Experimentar a Dios como ausente es una forma de relacionarse con él. Sentirlo como «carencia», como «vacío» -palabras muy queridas por nuestra autora- es ya entrar en relación con él. No necesitamos una voz divina que nos ensordezca, sino afinar la sensibilidad espiritual para percibir a Dios donde parece no estar y escucharlo en el silencio: «Perdida de mí – escribe Michèle– me busco en Tu silencio» (n. 7). La teodicea con sus serenas certezas, con sus seguras e indiscutibles afirmaciones sobre la bondad y la providencia de Dios, se revela totalmente insatisfactoria frente a la ausencia y el silencio de Dios, frente al «Inconstante».
En ese momento resulta inútil una buena formulación doctrinal y la sabiduría resignada del fatalista no basta para serenar el ánimo. Al silencio de Dios, corresponde entonces el silencio del hombre, que puede ser signo de desconcierto, pero que puede volverse camino, apertura a una revelación más perfecta.

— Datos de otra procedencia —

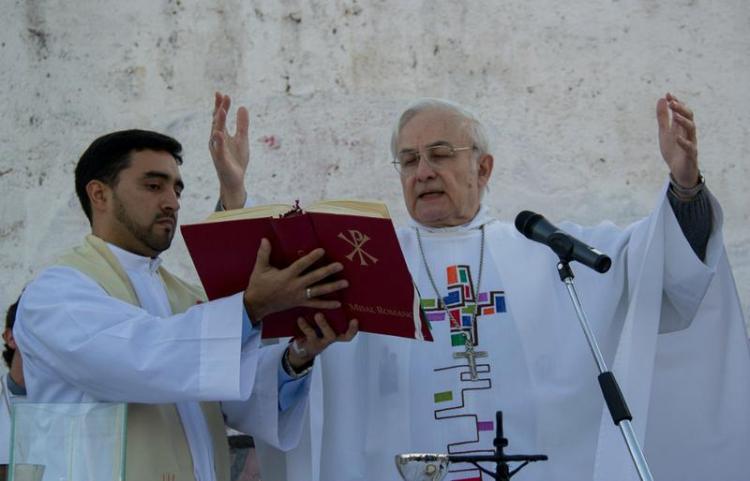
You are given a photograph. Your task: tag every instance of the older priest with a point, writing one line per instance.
(108, 323)
(667, 317)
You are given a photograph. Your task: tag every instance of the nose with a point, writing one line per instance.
(424, 168)
(170, 201)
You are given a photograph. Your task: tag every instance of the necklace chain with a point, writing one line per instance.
(441, 303)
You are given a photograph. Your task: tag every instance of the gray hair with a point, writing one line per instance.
(474, 127)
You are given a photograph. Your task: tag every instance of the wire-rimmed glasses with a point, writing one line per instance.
(437, 157)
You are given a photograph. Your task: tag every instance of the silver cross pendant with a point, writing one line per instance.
(470, 355)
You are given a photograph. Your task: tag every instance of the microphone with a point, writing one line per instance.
(537, 228)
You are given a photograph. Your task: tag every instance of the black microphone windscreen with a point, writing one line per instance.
(524, 221)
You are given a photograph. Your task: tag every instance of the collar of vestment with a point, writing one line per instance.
(480, 219)
(135, 262)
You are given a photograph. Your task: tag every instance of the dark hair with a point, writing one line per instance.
(110, 154)
(10, 319)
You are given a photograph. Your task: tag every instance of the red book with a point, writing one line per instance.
(358, 234)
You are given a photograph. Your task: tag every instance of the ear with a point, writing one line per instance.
(9, 340)
(484, 170)
(99, 194)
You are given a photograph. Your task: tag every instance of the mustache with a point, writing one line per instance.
(172, 217)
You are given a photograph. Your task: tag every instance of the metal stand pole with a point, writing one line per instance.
(610, 389)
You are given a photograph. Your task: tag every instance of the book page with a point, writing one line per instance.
(257, 212)
(351, 207)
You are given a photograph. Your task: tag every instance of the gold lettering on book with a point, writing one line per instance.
(356, 239)
(378, 310)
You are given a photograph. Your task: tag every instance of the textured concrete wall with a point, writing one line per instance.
(568, 88)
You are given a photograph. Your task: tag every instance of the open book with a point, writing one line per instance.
(358, 234)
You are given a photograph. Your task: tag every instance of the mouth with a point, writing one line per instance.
(167, 222)
(430, 194)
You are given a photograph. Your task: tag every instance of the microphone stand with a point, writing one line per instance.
(618, 408)
(501, 460)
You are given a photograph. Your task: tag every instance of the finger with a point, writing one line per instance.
(662, 115)
(264, 254)
(217, 104)
(689, 147)
(681, 109)
(321, 273)
(227, 103)
(328, 335)
(322, 304)
(220, 120)
(350, 332)
(307, 330)
(687, 124)
(217, 101)
(301, 264)
(217, 146)
(243, 123)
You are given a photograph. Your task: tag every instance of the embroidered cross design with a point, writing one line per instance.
(357, 239)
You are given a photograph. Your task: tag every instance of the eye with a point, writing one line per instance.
(407, 158)
(441, 152)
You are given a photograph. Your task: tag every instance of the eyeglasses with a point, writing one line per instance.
(437, 157)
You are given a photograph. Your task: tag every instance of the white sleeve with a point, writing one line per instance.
(80, 344)
(260, 415)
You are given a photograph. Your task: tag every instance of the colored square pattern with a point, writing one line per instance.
(485, 425)
(445, 396)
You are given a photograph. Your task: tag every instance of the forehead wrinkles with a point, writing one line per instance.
(434, 125)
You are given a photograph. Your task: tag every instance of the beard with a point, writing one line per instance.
(147, 235)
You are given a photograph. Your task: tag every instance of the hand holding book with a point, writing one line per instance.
(357, 235)
(273, 290)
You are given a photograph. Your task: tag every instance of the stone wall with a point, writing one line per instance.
(567, 88)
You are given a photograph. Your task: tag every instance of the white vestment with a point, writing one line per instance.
(81, 345)
(8, 399)
(670, 328)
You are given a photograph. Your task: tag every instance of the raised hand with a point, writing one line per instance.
(272, 290)
(677, 140)
(304, 349)
(230, 153)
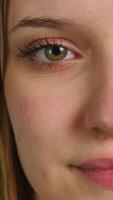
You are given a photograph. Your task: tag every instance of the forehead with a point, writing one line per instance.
(87, 12)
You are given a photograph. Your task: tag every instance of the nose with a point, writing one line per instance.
(99, 110)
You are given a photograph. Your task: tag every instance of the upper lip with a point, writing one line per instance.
(102, 164)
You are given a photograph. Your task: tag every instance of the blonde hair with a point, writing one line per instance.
(13, 183)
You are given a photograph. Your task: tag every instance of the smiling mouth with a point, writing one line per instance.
(99, 171)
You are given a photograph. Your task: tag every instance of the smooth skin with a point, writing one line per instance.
(64, 117)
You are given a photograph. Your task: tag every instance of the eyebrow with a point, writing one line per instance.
(38, 22)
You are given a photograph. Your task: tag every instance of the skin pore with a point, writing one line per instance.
(61, 114)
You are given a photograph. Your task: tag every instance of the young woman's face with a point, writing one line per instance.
(59, 92)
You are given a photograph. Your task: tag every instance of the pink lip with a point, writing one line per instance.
(99, 171)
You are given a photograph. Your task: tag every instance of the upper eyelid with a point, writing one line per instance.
(62, 42)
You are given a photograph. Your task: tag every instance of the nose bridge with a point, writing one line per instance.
(99, 112)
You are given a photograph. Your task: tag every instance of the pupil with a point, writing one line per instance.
(56, 50)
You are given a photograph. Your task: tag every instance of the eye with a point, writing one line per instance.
(54, 53)
(50, 54)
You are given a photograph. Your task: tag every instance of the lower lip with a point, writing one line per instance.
(102, 177)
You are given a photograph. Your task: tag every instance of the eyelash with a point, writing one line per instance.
(28, 51)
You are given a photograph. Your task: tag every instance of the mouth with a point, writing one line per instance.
(99, 171)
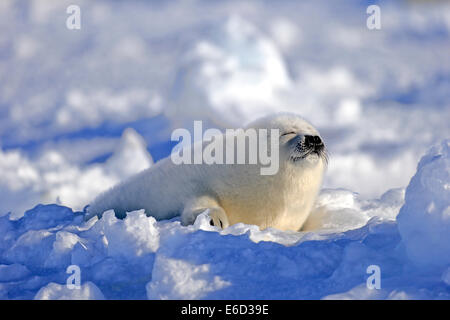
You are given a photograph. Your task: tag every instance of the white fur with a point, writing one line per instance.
(232, 193)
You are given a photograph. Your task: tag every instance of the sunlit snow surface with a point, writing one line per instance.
(82, 110)
(140, 258)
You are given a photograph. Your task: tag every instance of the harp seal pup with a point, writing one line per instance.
(232, 193)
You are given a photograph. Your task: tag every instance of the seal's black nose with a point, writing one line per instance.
(313, 142)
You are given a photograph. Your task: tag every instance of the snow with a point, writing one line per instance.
(424, 221)
(81, 111)
(139, 257)
(54, 291)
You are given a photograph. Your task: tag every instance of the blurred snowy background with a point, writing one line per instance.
(83, 109)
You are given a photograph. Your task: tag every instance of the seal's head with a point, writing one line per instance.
(300, 142)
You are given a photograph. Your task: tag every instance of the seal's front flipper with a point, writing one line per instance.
(198, 205)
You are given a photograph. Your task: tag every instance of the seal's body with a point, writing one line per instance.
(232, 192)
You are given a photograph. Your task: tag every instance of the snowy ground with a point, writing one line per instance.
(82, 110)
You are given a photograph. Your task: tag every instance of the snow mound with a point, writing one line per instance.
(54, 178)
(54, 291)
(424, 220)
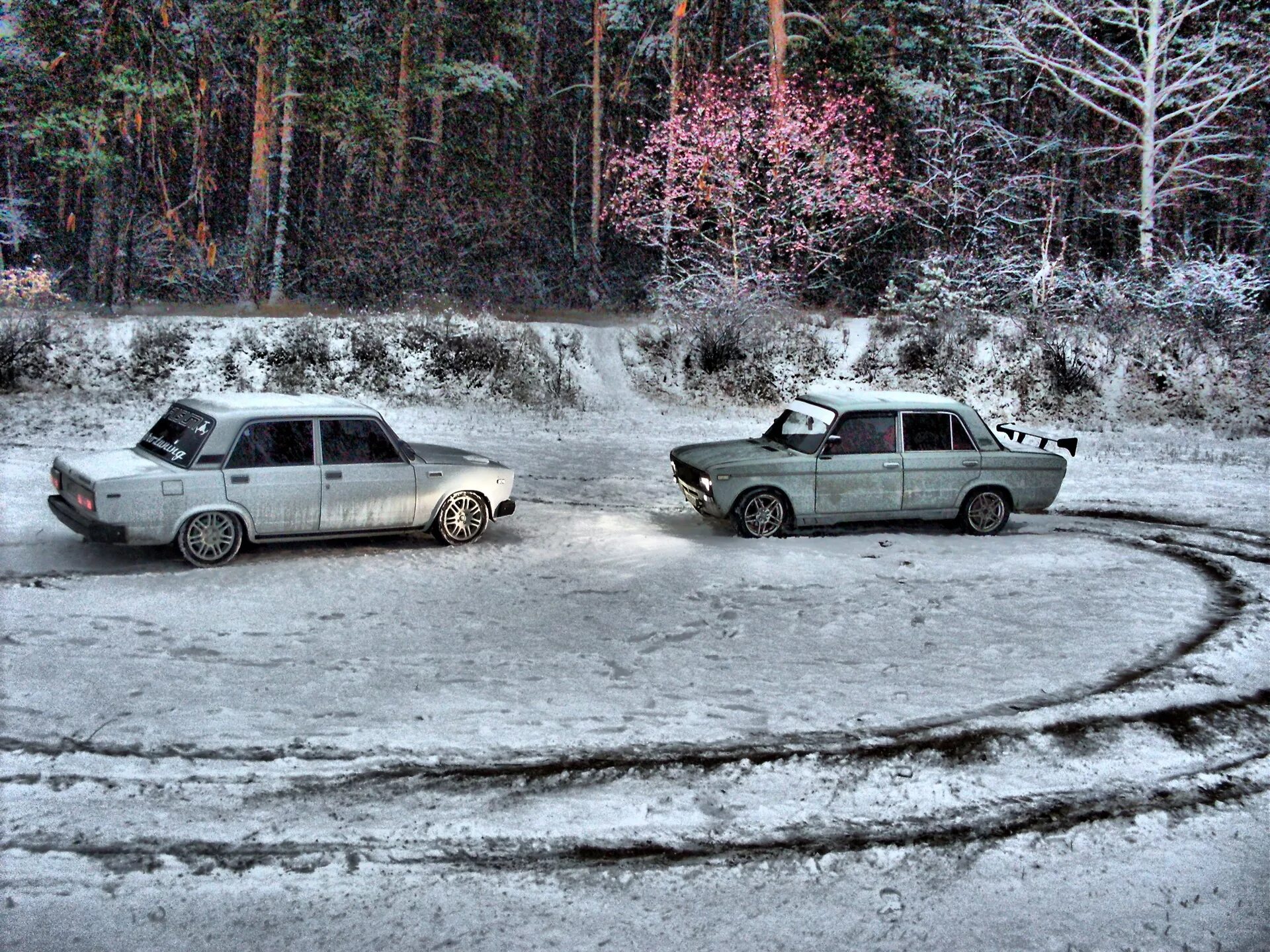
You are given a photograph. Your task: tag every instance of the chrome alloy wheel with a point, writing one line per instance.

En el poema 37 de nuestro libro leemos esta bella oración dirigida al Dios, siempre bueno, pero cuyas imágenes son inconstantes, como una sombra: «El asombro escucha Tu silencio. Mira pasar tu sombra y calla». Como dice el teólogo Bruno Forte: «El silencio de Dios, no a pesar, sino precisamente por su complejidad y ambivalencia, es el espacio en que se juega la libertad y la dignidad del hombre frente al tiempo y frente al Eterno (…). Los tiempos de silencio de Dios son los tiempos de la libertad humana». En el poema 67 del libro se evoca el anhelo de quien creyendo, libremente va más allá de toda palabra y de todo silencio: «Más allá del laberinto silencioso de la nada, anhelo el no-camino donde ya no hay palabras ni silencios».
Otra imagen de Michèlle Najlis
HIJA DEL VIENTO
Esta expresión ha dado el título al libro. Quisiera pensar que es una frase autodescriptiva de la autora del mismo: «Hija del viento» . El viento es símbolo de lo invisible, no se ve, además es inaferrable, no se puede agarrar. Es también símbolo también de fuerza que empuja y arrastra. Y también evoca la vida a través de la respiración, que hace posible la vida que de Dios recibimos: «Cada instante es eterno en el aire que respiras» (n. 18). Es una metáfora de Dios. En el lenguaje bíblico «viento» se dice «espíritu», en oposición no a la materia, sino a la esclavitud, a la rigidez, a la pasión desordenada, a la muerte. Desde la perspectiva bíblica somos «espíritu» encarnado, llamados a ser «espíritu» en plenitud. El viento-espíritu en la Biblia es principio de vida plena que empuja, muchas veces sin saber adónde nos lleva. En el primer poema del libro Michèle escribe: «Hija del viento». Y se pregunta: ¿A dónde me llevarán tus alas?». Es el camino de la fe, movido por el Espíritu.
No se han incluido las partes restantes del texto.